| Résumé : |
     Les histoires cocasses de ce livre sont inspirées d'auteurs grecs ou latins qui ont écrit entre le Xe siècle avant notre ère et le IIe siècle.
     Même si les dieux y apparaissent parfois de façon peu glorieuse, ils inspiraient aux Grecs anciens une crainte certaine, et pour cause ! Leur fréquentation était risquée : on pouvait à tout moment se faire enlever, noyer, transpercer, dévorer (entier ou par petits bouts), changer en oiseau, en insecte ou en arbuste, ou encore être condamné aux tourments éternels.

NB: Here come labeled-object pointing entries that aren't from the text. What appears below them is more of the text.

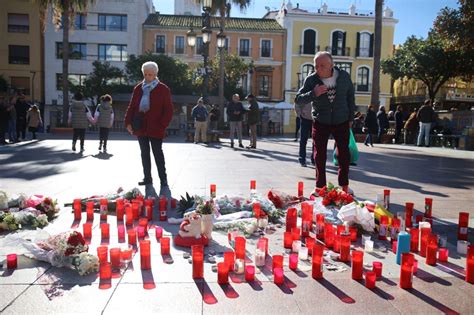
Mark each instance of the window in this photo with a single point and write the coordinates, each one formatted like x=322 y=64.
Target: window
x=19 y=55
x=363 y=79
x=77 y=51
x=309 y=42
x=74 y=80
x=266 y=48
x=160 y=44
x=179 y=45
x=18 y=23
x=113 y=52
x=264 y=85
x=109 y=22
x=244 y=48
x=364 y=44
x=21 y=84
x=346 y=66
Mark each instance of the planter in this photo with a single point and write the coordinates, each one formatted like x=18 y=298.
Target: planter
x=207 y=225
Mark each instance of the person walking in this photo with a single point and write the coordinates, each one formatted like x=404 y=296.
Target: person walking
x=200 y=114
x=148 y=115
x=235 y=112
x=79 y=118
x=370 y=125
x=253 y=117
x=382 y=121
x=331 y=93
x=426 y=116
x=104 y=117
x=33 y=119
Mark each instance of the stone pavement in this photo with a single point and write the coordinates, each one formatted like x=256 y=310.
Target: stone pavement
x=49 y=167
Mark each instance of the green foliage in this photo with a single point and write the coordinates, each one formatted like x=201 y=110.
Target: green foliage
x=172 y=72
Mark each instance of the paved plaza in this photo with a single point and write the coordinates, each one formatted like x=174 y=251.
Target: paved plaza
x=49 y=167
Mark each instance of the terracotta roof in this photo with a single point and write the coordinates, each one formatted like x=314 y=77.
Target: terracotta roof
x=185 y=21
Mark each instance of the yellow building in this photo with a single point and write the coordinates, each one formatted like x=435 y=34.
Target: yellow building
x=21 y=48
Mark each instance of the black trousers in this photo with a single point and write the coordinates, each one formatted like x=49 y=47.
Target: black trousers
x=156 y=147
x=78 y=133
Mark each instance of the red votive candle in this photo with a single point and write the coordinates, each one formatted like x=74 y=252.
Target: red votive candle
x=229 y=259
x=222 y=273
x=132 y=237
x=115 y=257
x=278 y=276
x=377 y=268
x=291 y=217
x=249 y=273
x=198 y=261
x=87 y=229
x=165 y=245
x=463 y=226
x=12 y=261
x=409 y=213
x=357 y=262
x=370 y=278
x=293 y=261
x=277 y=261
x=443 y=254
x=105 y=230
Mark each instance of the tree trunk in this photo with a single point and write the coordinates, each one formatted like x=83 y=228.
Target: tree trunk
x=375 y=94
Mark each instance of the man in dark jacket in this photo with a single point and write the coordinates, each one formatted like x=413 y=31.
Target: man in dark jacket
x=426 y=117
x=331 y=92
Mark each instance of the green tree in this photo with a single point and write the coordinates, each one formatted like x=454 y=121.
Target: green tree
x=63 y=16
x=426 y=60
x=172 y=72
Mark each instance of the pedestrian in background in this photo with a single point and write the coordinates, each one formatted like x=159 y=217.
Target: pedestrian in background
x=253 y=117
x=33 y=119
x=235 y=112
x=199 y=115
x=104 y=117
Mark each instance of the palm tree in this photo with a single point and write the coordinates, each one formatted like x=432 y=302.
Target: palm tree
x=63 y=13
x=374 y=97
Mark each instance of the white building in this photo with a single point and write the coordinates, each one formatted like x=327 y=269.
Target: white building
x=110 y=31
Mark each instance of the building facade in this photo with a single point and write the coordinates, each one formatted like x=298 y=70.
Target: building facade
x=21 y=48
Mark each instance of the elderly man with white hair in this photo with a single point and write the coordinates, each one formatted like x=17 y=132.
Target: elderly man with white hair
x=148 y=115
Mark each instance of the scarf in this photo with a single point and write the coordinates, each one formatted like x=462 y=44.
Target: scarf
x=145 y=101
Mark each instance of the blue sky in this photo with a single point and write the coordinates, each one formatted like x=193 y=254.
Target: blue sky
x=415 y=17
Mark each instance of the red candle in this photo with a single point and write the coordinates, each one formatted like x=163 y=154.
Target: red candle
x=414 y=239
x=115 y=257
x=293 y=261
x=277 y=261
x=105 y=230
x=132 y=237
x=300 y=189
x=463 y=226
x=240 y=247
x=357 y=262
x=345 y=247
x=249 y=273
x=377 y=268
x=287 y=239
x=443 y=254
x=408 y=213
x=222 y=273
x=370 y=278
x=198 y=261
x=428 y=207
x=12 y=261
x=229 y=259
x=105 y=271
x=291 y=217
x=165 y=245
x=87 y=230
x=278 y=276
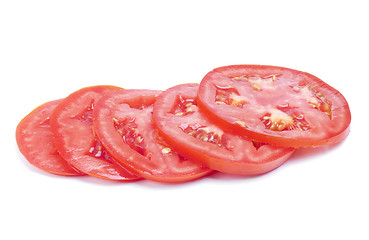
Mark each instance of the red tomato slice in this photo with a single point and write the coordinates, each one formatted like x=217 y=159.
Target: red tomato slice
x=123 y=123
x=74 y=137
x=191 y=134
x=35 y=142
x=276 y=105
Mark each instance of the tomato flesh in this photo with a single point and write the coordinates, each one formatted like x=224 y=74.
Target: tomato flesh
x=276 y=105
x=192 y=134
x=124 y=124
x=75 y=138
x=35 y=142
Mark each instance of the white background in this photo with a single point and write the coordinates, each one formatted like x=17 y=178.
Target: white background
x=49 y=49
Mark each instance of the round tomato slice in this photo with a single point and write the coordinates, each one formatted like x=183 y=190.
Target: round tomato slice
x=75 y=139
x=123 y=122
x=276 y=105
x=193 y=135
x=35 y=142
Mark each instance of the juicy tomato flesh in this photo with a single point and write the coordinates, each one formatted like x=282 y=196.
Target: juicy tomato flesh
x=124 y=124
x=275 y=105
x=35 y=142
x=193 y=135
x=75 y=139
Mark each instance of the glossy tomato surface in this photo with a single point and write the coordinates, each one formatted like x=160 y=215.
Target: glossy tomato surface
x=193 y=135
x=35 y=142
x=124 y=124
x=75 y=139
x=276 y=105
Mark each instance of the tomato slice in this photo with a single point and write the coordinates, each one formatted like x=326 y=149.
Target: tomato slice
x=276 y=105
x=75 y=139
x=35 y=142
x=124 y=125
x=193 y=135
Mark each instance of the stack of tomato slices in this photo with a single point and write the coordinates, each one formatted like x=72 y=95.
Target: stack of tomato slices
x=241 y=119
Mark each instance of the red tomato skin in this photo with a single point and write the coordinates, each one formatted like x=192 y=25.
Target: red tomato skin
x=270 y=137
x=67 y=137
x=122 y=153
x=35 y=142
x=210 y=159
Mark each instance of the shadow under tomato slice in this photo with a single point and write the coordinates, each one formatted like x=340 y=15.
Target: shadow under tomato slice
x=123 y=122
x=277 y=105
x=75 y=139
x=35 y=142
x=190 y=132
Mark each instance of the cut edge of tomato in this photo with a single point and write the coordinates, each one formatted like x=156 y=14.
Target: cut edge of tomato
x=124 y=174
x=233 y=167
x=265 y=138
x=121 y=158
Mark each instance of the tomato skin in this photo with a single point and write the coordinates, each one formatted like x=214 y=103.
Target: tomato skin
x=35 y=142
x=136 y=105
x=307 y=88
x=75 y=139
x=243 y=158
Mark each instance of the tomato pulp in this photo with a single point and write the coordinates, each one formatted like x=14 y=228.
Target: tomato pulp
x=75 y=139
x=124 y=124
x=276 y=105
x=35 y=142
x=190 y=132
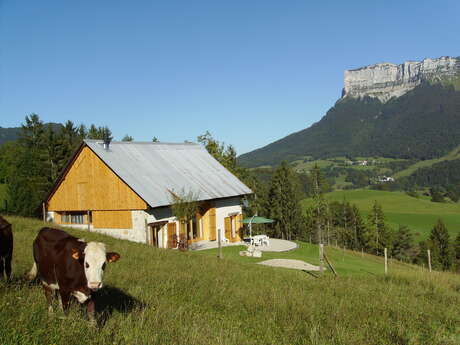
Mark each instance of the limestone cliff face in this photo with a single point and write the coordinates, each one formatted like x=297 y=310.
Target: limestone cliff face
x=387 y=80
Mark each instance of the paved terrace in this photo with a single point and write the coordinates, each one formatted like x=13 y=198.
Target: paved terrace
x=276 y=245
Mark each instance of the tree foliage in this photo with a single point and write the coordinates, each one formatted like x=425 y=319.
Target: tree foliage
x=439 y=243
x=283 y=203
x=31 y=165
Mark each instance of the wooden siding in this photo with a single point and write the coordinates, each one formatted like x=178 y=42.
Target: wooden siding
x=228 y=228
x=90 y=185
x=212 y=224
x=230 y=223
x=239 y=228
x=172 y=242
x=112 y=220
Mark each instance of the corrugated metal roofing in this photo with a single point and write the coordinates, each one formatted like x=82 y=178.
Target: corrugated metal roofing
x=154 y=169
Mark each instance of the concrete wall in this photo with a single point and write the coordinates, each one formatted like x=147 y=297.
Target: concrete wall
x=225 y=208
x=136 y=234
x=140 y=232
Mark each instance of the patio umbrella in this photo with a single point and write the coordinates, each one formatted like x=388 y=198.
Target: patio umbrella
x=256 y=220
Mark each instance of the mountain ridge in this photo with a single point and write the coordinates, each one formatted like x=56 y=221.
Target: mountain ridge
x=422 y=123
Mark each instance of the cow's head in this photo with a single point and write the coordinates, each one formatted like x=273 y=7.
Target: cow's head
x=94 y=259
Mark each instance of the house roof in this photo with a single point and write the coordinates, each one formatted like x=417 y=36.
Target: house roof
x=154 y=170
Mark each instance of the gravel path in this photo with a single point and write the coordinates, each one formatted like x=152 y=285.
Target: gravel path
x=277 y=245
x=288 y=263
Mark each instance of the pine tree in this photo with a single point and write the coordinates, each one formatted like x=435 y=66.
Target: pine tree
x=379 y=234
x=440 y=246
x=284 y=203
x=403 y=244
x=457 y=253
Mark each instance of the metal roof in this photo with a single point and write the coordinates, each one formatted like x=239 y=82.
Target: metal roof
x=152 y=170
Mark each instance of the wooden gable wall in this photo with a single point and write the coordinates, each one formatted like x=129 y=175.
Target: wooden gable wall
x=90 y=185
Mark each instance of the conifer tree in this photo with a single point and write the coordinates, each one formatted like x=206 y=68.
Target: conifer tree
x=457 y=252
x=379 y=235
x=440 y=246
x=284 y=203
x=403 y=243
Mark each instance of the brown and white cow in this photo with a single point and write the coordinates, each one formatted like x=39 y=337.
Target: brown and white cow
x=70 y=265
x=6 y=248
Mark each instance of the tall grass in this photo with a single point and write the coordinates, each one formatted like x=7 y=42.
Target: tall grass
x=420 y=214
x=155 y=296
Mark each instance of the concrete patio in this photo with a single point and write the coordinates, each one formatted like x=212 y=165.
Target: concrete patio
x=276 y=245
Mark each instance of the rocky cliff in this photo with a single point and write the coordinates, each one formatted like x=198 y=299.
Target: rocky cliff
x=387 y=80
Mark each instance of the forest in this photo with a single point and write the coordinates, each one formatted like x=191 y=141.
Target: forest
x=30 y=165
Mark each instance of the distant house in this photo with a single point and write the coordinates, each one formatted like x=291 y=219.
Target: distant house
x=384 y=179
x=125 y=190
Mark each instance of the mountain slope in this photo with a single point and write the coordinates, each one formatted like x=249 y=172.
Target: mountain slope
x=424 y=123
x=8 y=134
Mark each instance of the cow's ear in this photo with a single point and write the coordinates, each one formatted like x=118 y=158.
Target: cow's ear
x=75 y=254
x=112 y=256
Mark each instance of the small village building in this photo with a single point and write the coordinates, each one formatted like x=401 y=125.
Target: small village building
x=124 y=189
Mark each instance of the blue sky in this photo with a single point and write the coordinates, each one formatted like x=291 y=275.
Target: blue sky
x=250 y=72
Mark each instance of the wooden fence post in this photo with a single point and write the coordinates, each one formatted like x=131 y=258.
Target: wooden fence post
x=321 y=258
x=429 y=260
x=386 y=261
x=330 y=265
x=44 y=212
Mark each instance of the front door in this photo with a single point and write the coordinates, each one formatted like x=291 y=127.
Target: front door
x=172 y=237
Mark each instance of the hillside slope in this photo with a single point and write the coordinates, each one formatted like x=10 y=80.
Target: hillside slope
x=422 y=124
x=419 y=214
x=154 y=296
x=8 y=134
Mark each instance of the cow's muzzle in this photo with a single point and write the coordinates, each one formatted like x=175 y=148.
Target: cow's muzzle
x=94 y=285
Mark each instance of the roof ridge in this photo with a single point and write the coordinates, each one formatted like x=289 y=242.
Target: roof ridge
x=100 y=141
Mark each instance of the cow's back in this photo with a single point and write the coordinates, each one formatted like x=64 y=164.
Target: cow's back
x=6 y=238
x=52 y=251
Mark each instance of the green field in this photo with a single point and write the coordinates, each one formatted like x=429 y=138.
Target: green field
x=154 y=296
x=2 y=195
x=346 y=262
x=454 y=154
x=420 y=214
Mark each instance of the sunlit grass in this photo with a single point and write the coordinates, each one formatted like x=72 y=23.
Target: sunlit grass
x=420 y=214
x=154 y=296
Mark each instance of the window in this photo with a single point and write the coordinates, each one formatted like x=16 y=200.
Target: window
x=76 y=218
x=73 y=217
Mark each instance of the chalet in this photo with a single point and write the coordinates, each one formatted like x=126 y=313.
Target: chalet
x=124 y=189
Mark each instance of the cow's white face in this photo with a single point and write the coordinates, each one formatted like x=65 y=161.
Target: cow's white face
x=94 y=265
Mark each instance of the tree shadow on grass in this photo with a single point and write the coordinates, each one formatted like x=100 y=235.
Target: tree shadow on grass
x=110 y=299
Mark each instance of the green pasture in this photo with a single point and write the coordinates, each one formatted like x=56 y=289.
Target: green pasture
x=420 y=214
x=345 y=262
x=3 y=195
x=454 y=154
x=159 y=296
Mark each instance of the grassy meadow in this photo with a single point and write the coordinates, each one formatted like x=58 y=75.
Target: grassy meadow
x=454 y=154
x=420 y=214
x=155 y=296
x=3 y=195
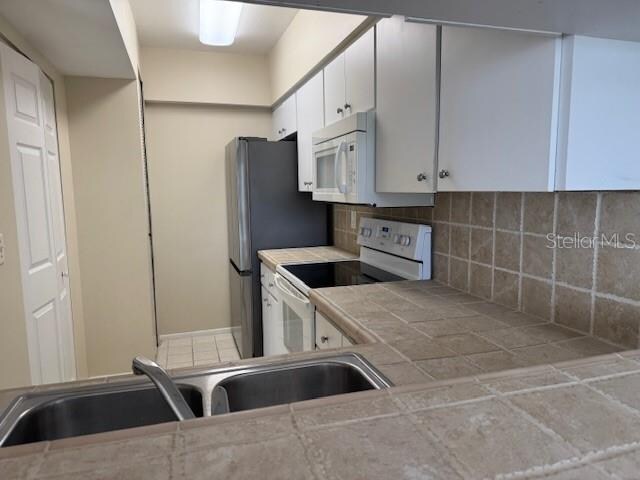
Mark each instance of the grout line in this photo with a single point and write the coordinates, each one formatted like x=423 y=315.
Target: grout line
x=554 y=258
x=594 y=266
x=521 y=261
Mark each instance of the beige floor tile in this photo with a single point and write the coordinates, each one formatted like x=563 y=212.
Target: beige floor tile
x=602 y=368
x=180 y=358
x=495 y=361
x=551 y=332
x=478 y=435
x=204 y=339
x=228 y=355
x=588 y=346
x=285 y=458
x=625 y=389
x=180 y=350
x=205 y=347
x=544 y=354
x=544 y=378
x=381 y=449
x=403 y=374
x=581 y=416
x=513 y=337
x=624 y=466
x=327 y=414
x=453 y=367
x=421 y=348
x=467 y=343
x=180 y=342
x=208 y=355
x=172 y=365
x=421 y=399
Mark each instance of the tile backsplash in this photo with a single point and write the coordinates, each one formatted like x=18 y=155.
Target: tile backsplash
x=573 y=258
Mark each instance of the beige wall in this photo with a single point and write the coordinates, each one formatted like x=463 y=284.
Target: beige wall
x=185 y=147
x=205 y=77
x=127 y=25
x=14 y=368
x=104 y=125
x=310 y=38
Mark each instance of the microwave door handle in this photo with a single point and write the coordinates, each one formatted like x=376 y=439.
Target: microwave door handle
x=337 y=165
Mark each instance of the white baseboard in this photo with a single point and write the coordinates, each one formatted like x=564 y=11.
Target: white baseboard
x=173 y=336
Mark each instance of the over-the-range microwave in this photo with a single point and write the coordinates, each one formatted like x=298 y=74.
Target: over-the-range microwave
x=344 y=163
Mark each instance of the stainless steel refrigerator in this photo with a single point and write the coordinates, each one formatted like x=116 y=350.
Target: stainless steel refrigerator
x=264 y=211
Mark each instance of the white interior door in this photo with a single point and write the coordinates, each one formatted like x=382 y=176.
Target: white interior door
x=40 y=221
x=65 y=326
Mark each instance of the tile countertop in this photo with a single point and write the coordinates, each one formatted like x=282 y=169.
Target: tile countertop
x=273 y=258
x=576 y=419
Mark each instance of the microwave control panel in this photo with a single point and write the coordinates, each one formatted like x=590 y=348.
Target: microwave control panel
x=407 y=240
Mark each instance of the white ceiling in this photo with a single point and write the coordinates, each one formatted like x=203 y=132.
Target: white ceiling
x=598 y=18
x=175 y=24
x=79 y=37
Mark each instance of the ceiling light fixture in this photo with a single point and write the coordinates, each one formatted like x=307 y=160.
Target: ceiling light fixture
x=219 y=22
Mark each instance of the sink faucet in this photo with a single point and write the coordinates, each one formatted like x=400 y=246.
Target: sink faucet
x=168 y=389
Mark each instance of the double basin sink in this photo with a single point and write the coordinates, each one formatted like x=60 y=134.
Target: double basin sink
x=56 y=414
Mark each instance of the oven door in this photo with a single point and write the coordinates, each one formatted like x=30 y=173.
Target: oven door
x=297 y=317
x=334 y=170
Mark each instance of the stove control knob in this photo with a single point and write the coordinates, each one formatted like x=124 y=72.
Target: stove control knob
x=365 y=232
x=405 y=240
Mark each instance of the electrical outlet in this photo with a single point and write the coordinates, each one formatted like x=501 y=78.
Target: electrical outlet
x=1 y=249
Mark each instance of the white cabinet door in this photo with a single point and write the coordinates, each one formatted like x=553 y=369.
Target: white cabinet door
x=334 y=90
x=284 y=120
x=599 y=134
x=360 y=74
x=327 y=335
x=310 y=106
x=498 y=110
x=406 y=106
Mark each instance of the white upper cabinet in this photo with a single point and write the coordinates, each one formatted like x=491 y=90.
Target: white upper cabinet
x=360 y=70
x=498 y=110
x=350 y=80
x=599 y=132
x=334 y=90
x=284 y=120
x=310 y=106
x=406 y=106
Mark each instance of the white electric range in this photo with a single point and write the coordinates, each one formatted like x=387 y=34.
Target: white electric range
x=389 y=251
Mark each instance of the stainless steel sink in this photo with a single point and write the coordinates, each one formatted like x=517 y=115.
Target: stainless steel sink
x=293 y=383
x=63 y=414
x=57 y=414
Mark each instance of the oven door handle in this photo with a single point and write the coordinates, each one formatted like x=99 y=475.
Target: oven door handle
x=284 y=287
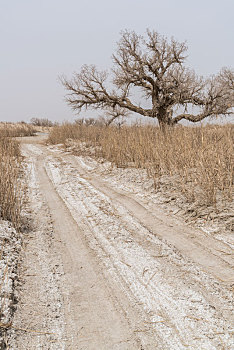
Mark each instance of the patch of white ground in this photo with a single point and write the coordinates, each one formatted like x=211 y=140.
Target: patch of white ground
x=181 y=307
x=38 y=322
x=136 y=181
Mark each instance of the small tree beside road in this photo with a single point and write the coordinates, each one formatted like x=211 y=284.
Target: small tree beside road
x=156 y=66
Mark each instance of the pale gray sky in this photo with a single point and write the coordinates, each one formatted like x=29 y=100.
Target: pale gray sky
x=42 y=39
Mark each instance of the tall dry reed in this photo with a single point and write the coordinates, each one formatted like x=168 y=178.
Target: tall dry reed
x=10 y=184
x=198 y=159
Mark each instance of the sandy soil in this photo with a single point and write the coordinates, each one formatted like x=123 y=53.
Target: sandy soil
x=104 y=269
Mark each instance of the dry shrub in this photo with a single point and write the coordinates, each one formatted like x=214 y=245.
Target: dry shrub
x=10 y=185
x=16 y=129
x=198 y=159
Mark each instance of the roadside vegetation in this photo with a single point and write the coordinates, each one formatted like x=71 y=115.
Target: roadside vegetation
x=10 y=184
x=198 y=160
x=16 y=129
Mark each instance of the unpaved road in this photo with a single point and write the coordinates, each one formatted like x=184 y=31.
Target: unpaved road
x=102 y=271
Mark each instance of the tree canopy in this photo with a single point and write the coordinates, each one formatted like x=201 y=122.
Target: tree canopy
x=156 y=66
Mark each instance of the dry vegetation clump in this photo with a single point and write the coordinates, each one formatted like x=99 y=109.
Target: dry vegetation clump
x=17 y=129
x=10 y=185
x=197 y=159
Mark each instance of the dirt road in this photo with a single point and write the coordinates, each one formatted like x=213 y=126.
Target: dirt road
x=103 y=271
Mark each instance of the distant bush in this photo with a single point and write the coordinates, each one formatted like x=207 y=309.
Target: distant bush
x=42 y=122
x=16 y=129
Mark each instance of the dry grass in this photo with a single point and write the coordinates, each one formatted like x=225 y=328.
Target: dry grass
x=16 y=129
x=198 y=159
x=10 y=184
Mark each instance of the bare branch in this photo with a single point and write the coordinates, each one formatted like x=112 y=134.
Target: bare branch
x=156 y=66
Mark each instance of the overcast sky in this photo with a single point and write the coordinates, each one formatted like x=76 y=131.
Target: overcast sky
x=42 y=39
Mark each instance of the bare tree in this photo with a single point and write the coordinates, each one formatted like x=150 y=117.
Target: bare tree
x=156 y=67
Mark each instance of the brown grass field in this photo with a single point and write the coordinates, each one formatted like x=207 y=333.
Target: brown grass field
x=198 y=159
x=11 y=191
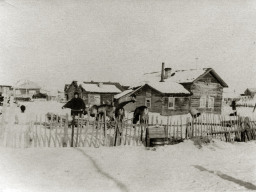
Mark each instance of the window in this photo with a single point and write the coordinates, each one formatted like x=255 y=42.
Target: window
x=211 y=102
x=94 y=99
x=148 y=102
x=203 y=102
x=171 y=102
x=17 y=92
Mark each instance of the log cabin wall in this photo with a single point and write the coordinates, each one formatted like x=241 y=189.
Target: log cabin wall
x=206 y=86
x=159 y=102
x=181 y=105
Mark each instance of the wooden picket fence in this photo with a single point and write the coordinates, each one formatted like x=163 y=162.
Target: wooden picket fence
x=59 y=131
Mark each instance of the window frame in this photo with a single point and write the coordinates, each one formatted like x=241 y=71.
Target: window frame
x=200 y=101
x=212 y=102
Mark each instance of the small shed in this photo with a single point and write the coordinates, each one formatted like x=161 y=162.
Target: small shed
x=251 y=92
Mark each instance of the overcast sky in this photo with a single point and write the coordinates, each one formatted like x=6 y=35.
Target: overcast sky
x=54 y=42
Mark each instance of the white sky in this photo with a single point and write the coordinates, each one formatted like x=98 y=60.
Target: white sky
x=54 y=42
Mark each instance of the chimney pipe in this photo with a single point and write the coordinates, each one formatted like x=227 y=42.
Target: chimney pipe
x=162 y=73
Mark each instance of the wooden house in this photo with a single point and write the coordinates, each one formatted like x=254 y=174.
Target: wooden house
x=160 y=97
x=96 y=93
x=5 y=90
x=93 y=93
x=25 y=89
x=204 y=85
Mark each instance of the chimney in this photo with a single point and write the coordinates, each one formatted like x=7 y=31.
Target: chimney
x=167 y=73
x=162 y=73
x=100 y=84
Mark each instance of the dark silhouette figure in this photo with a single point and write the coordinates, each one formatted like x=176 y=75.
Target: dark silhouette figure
x=120 y=112
x=22 y=108
x=76 y=105
x=233 y=105
x=140 y=113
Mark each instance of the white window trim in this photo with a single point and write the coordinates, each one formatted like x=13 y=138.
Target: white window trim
x=173 y=103
x=146 y=102
x=211 y=107
x=201 y=104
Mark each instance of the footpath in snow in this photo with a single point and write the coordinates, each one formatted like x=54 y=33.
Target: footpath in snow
x=218 y=166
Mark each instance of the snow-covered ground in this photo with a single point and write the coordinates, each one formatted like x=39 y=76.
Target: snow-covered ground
x=218 y=166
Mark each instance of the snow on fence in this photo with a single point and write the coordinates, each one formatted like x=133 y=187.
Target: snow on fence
x=59 y=131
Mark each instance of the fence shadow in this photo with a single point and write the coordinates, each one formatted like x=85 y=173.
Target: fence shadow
x=247 y=185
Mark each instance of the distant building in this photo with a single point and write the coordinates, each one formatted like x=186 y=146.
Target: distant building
x=25 y=89
x=5 y=90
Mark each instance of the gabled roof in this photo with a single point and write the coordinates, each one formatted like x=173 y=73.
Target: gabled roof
x=161 y=87
x=168 y=87
x=66 y=87
x=184 y=76
x=119 y=95
x=103 y=88
x=26 y=84
x=253 y=90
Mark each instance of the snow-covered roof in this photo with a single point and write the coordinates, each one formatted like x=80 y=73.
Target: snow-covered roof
x=252 y=89
x=187 y=76
x=117 y=96
x=26 y=84
x=103 y=88
x=168 y=87
x=178 y=76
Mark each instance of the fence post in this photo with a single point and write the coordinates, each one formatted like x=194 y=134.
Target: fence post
x=73 y=129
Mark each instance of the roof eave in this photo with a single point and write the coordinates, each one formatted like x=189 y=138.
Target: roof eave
x=208 y=70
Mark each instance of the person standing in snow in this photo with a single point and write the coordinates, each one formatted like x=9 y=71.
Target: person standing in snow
x=76 y=105
x=233 y=105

     Car les dieux étaient encore moins sages que l'espèce humaine qu'ils avaient créée. Capricieux, volages, puérils et parfois sanguinaires, ils se jalousaient entre eux et ne ménageaient pas les hommes. C'est donc d'abord pour survivre que les plus faibles (chez les hommes et chez les dieux) durent déployer tous leurs trésors de ruse et de sagesse.
     En écoutant les poètes chanter ces récits tragiques ou facétieux, les anciens Grecs apprenaient à connaître tout à la fois leurs dieux et eux-mêmes.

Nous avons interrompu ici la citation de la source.